I was recently tinkering with something on a tangentially related topic out of curiosity, and learned a bit about how LLMs “translate” that might help shed some light on the subject for you.
Specifically, after a recent trip to Rome, I’ve been reading (and re-reading) some history. I noticed that the same source material happened to be covered in two of the books, but the Latin was translated slightly differently. Obviously, translators always have some discretion; there’s no such thing as a “pure” rendering from one language to another, because languages don’t map directly onto one another, so the translator is obligated to make interpretive choices, trying to convey the sense of the original text.
In any case, to make a long story short, I started fiddling with chatbot translations from Latin to English (using ChatGPT, Gemini, and Grok, to compare the outputs). I asked the 'bots to include parallel or embedded annotations about subjective interpretation, why each one it thought its chosen rendering was favorable, and other possible translation options.
But where it got really interesting was when, again out of curiosity, I started asking for English-language texts to be translated to Classical Latin. One of the 'bots (I don’t remember which) included some caveats, where it said this task was challenging, and cautioning me against relying on the output. I dug into this a bit, and based on the responses, I asked similar questions of the other 'bots. When confronted directly, they all confirmed the difficulty of the task, on the same basis.
What is that, specifically? It’s the fact that there’s a very large corpus of Latin-to-English translations, but an almost nonexistent corpus of original English writing having been translated to Classical Latin. And if you think about it, that makes perfect sense. Lots of English speakers want to read, say, Cicero, or Plutarch, and there’s no shortage of alternative translations to choose from. But basically nobody wants to read, say, John Grisham in Classical Latin. So there’s essentially zero material to provide translation references in that direction.
And that exposes something really fundamental about the way the LLMs “translate.” They don’t “understand” either language, in the sense of rendering meaning from one to the other.
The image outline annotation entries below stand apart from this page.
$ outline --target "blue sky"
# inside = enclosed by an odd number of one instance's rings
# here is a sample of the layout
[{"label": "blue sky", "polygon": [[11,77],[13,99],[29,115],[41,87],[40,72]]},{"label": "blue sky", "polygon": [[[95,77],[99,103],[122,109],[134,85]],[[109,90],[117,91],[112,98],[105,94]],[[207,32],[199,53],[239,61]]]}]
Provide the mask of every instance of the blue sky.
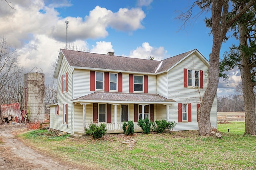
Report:
[{"label": "blue sky", "polygon": [[[52,76],[50,65],[65,48],[67,18],[70,45],[92,52],[160,60],[197,49],[207,59],[212,37],[204,24],[204,13],[181,27],[178,11],[186,12],[194,1],[183,0],[13,0],[9,8],[0,1],[0,36],[14,46],[21,66],[30,71],[35,66]],[[196,14],[200,11],[193,10]],[[232,44],[223,44],[220,56]],[[227,86],[220,80],[218,95],[235,92],[239,72],[231,72]]]}]

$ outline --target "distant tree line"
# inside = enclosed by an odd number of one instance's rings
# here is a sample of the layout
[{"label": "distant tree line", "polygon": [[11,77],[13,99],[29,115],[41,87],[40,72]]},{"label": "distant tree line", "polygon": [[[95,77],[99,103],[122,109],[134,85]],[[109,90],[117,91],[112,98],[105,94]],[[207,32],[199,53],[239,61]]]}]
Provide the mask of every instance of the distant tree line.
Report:
[{"label": "distant tree line", "polygon": [[244,98],[240,94],[217,97],[217,112],[244,112]]}]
Instead, they have a big statistical model which supports probabalistic transformation. When it sees “Romani ite domum,” it has enough comparative examples of how that phrase is rendered to English to derive the translation “Romans go home.” But it doesn’t know that “Romani” means “Romans,” it doesn’t know that “ite” is imperative, etc etc. Instead, it’s able to map the Latin to English because it has lots and lots and lots of references that allow it to model the transformation.
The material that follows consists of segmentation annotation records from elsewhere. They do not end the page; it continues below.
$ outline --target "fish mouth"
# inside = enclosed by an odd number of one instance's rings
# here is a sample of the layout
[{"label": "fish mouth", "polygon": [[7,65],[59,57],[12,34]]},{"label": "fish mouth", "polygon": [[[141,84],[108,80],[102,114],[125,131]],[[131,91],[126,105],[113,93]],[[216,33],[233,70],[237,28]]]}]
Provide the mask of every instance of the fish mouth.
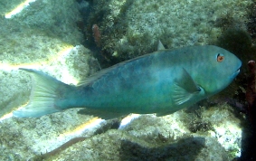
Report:
[{"label": "fish mouth", "polygon": [[234,76],[237,76],[240,72],[240,68],[241,68],[241,65],[239,65],[238,69],[235,71],[235,72],[233,73]]}]

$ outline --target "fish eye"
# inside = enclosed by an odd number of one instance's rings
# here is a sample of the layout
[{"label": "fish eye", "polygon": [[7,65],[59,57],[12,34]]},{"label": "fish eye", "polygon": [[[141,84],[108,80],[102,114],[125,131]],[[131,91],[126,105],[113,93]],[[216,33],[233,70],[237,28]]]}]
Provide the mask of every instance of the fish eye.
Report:
[{"label": "fish eye", "polygon": [[223,62],[223,61],[224,61],[224,55],[222,54],[222,53],[218,53],[218,54],[217,54],[217,62]]}]

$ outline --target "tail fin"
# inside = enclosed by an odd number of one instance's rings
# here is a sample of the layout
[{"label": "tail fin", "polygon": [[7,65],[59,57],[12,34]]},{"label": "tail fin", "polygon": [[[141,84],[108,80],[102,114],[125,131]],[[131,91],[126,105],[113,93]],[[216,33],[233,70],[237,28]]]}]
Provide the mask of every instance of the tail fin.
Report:
[{"label": "tail fin", "polygon": [[21,109],[14,110],[13,115],[18,118],[41,117],[61,111],[61,109],[54,106],[57,98],[56,90],[66,84],[35,70],[20,70],[31,73],[33,87],[29,104]]}]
Comparatively, though, it has no meaningful corpus to model the transformation the other way. If you give it a sample of English text that has never been translated to Latin (say, “It is a truth universally acknowledged…”), it will take a stab at it, making its best guess, and the output will probably be reasonably comprehensible to a Latin reader. But will it be good Latin? Will it have been translated in any meaningful sense? No, not really, for (I hope) obvious reasons.
Go ahead, try it yourself. Ask the 'bots about translating from Latin to English, and the other way around. Ask them to explain why the former is easy and the latter is hard. Take a short English excerpt like the Austen above and ask the 'bot to render it in Latin, including annotations about challenging phrases and alternative renderings. It will become quite clear, very quickly, how the 'bots are actually handling this kind of task, under the hood, and why an English-to-Latin translation request is so difficult, just from the standpoint of a system that requires a significant foundation of training references to construct its predictive model. (And this is completely aside from the subjectivity involved in translating to Latin specifically, with its moods and other expressive forms that require the writer to know what they’re trying to say.)
Anyway, I thought this was an interesting insight into the operation of these LLMs, which I think makes obvious why they would be essentially helpless trying to work on a “dead” language that has no existing translation references.